Apache Parquet Integration

Beta Feature

Parquet support is currently in beta and may behave unexpectedly. Please report any issues you encounter.

Rayforce-py provides support for reading Apache Parquet files directly into Rayforce Tables using the load_parquet() function.

Installation

Parquet support requires PyArrow.
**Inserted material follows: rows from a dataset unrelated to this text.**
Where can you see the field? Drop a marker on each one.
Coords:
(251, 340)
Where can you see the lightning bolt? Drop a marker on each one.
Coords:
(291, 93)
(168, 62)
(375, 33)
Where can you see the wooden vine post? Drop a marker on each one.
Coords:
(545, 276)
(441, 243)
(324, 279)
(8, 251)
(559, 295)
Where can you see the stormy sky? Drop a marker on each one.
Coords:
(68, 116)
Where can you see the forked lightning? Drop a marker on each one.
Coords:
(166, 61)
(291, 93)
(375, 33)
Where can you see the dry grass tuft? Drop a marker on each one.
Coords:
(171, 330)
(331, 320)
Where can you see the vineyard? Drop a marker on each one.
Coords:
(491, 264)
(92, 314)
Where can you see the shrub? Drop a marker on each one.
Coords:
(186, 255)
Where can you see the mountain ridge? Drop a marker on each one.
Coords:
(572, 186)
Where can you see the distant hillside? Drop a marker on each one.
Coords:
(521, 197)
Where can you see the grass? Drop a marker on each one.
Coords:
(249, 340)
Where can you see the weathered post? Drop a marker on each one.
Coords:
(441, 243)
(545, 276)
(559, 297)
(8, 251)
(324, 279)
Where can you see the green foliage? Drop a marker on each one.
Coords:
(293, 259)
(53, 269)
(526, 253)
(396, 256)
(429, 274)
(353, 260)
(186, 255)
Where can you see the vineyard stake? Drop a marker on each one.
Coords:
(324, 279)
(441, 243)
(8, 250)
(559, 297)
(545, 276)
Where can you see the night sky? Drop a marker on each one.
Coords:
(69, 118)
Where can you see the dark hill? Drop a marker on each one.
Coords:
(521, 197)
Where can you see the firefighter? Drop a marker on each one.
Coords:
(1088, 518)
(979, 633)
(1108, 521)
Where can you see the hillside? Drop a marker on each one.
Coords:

Install it with:

pip install rayforce-py[parquet]

Or install PyArrow directly:

pip install pyarrow>=10.0.0

Quick Start

from rayforce.plugins.parquet import load_parquet

# Load a parquet file into a Rayforce Table
table = load_parquet("data.parquet")

# Access columns
print(table.columns())
print(table.at_column("id"))

API Reference

load_parquet(path: str) -> Table

Reads a Parquet file and returns a Rayforce Table.

Parameters:

Parameter Type Description
path str Path to the Parquet file

Returns: A Table object containing the data from the Parquet file.

Raises:

  • ImportError: If PyArrow is not installed
  • ParquetConversionError: If a column type cannot be converted

Type Mapping

Parquet/Arrow types are automatically mapped to Rayforce types:

Arrow Type Rayforce Type
bool B8
int8, uint8 U8
int16, uint16 I16
int32, uint32 I32
int64, uint64 I64
float32, float64 F64
string, large_string String
timestamp, date64 Timestamp
date32 Date
time32 Time
Other types String (fallback)

Performance

The Parquet reader uses zero-copy data access where possible for optimal performance. For the following types, data is read directly from Arrow buffers without copying:

  • I16, I32, I64
  • F64
  • B8, U8
  • Timestamp
  • String

For unsupported types or when zero-copy is not possible, the reader falls back to converting via Python lists.